Create race free idle/active watch API
The current DBus API has a number of race condition, some of them are rather obscure. All of these were seen in the g-s-d test suite:
- Registering an active watch takes time, effectively hiding any activity between the user becoming idle and the active watch being registered
- Mutter might send active and idle notifications in the wrong order, scenario:
- Session is idle for 10s
- Application has an active watch registered
- A setting is changed
- Application registers 5s idle watch
- Mutter starts processing idle watch registration
- X server has activity (simulated shift click)
- Mutter finishes processing idle watch registration; does g_idle_add to notify about idle time >=5s (meta_idle_monitor_xsync_make_watch)

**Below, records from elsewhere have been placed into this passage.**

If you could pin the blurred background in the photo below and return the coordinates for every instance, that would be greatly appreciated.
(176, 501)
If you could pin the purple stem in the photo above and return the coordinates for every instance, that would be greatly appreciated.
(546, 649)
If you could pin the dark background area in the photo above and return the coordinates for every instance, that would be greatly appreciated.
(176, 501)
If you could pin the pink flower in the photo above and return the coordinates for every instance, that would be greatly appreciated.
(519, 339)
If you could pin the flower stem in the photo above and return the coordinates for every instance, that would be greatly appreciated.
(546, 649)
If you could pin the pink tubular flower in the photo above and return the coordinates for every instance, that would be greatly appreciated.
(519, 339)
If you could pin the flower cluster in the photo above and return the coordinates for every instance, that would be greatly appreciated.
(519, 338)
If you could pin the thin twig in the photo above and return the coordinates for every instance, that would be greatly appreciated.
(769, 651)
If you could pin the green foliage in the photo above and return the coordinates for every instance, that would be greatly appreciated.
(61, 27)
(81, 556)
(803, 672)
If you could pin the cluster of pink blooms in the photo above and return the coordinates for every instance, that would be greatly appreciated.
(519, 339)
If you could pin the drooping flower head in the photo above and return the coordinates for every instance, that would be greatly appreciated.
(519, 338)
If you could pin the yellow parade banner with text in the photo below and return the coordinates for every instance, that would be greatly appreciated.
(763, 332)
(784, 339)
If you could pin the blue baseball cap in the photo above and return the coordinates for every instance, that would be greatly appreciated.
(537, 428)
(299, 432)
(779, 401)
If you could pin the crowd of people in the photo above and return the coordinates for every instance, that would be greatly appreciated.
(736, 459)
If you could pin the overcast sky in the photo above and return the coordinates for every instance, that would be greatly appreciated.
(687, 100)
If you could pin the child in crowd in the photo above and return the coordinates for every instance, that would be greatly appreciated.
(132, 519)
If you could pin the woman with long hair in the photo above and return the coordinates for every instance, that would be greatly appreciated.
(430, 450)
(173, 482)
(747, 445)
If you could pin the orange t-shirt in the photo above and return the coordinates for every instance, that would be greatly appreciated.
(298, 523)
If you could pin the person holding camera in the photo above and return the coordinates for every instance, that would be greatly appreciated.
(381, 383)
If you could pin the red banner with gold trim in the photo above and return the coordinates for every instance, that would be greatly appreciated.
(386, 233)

- Mutter processes X events, notices activity
- Mutter fires activity watch from check_x11_watches, sending dbus message immediately
- Mutter processes idle handler and sends out the 5s idle notification
- Result: Application thinks the user is inactive for more than 5s
Yes, that seems to actually have happened: https://gitlab.gnome.org/GNOME/gnome-settings-daemon/-/jobs/23097
Anyway, the first race condition is much more problematic, and both of them could be solved with a proper API. The general idea for that API would be to remove the notion of an "active watch" but rather trigger idle watches on both edges (i.e. when user becomes idle for longer or becomes active again).
As a further improvement one could have one idle watch monitor multiple idle times. This would enable applications to correctly (and atomically) keep track of how long the user has been active. The DBus API could look like:
- AddIdleMonitor(array:uint64) -> uint32, uint64
- MonitorFired(uint32, uint64 edge)
- RemoveMonitor(uint32)
The application would e.g. register the times [120s, 240s]
meaning it wants to know in which inactivity time frame the user is ([0s..120s)
, [120s..240s)
, >= 240s
). The timestamp returned by AddIdleMonitor
and MonitorFired
would be the start of each range (i.e. 0s, 120s or 240s in this case).